Empirical baseline (recorded 2026-05-08)¶
From bench_enumeration.py:
| Probe | Vec (s) | Py (s) | Speedup |
|---|---|---|---|
| melt × spec6 | 0.007 | 0.007 | 0.91x |
| cut × spec1 | 0.010 | 0.034 | 3.55x |
| chase × spec1 | 0.007 | 0.006 | 0.89x |
| eat × spec1 | 0.009 | 0.032 | 3.53x |
| fill × spec1 | 0.009 | 0.021 | 2.45x |
| Total | 0.042 | 0.100 | 2.40x |
Note on the speedup vs the design's 10× projection.

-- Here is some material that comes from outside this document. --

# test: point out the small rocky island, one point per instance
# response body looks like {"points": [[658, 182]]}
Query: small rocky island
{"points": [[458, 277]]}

The 10×+ projection in the Goal section was calibrated against the pre-PHON-103 baseline of 2.19s on melt × spec6 (notebook.md line 20). PHON-103's domain caches (get_filtered_spec, get_spec_lexicon, get_per_word_axes) landed UPSTREAM of this bench and absorbed nearly all of that 2.19s — most of the original cost was Polars filter + scan + I/O on the 125K-row WordStore, not the Python-loop overhead PHON-104 was designed to eliminate. After PHON-103, melt × spec6 runs in ~7ms on either path; the Cartesian Python-iteration cost PHON-104 targets is now small relative to the constant overheads of a solve_shape call. The 2.4× total speedup is real (driven by cut × spec1 and eat × spec1 at ~3.5×) but represents the post-cache enumeration work, not the pre-cache full-pipeline work. The consolidation refactor (solve() migrating to delegate to solve_shape, eliminating ~70 lines of duplicate enumeration logic) remains a meaningful structural win independent of the wall-clock numbers.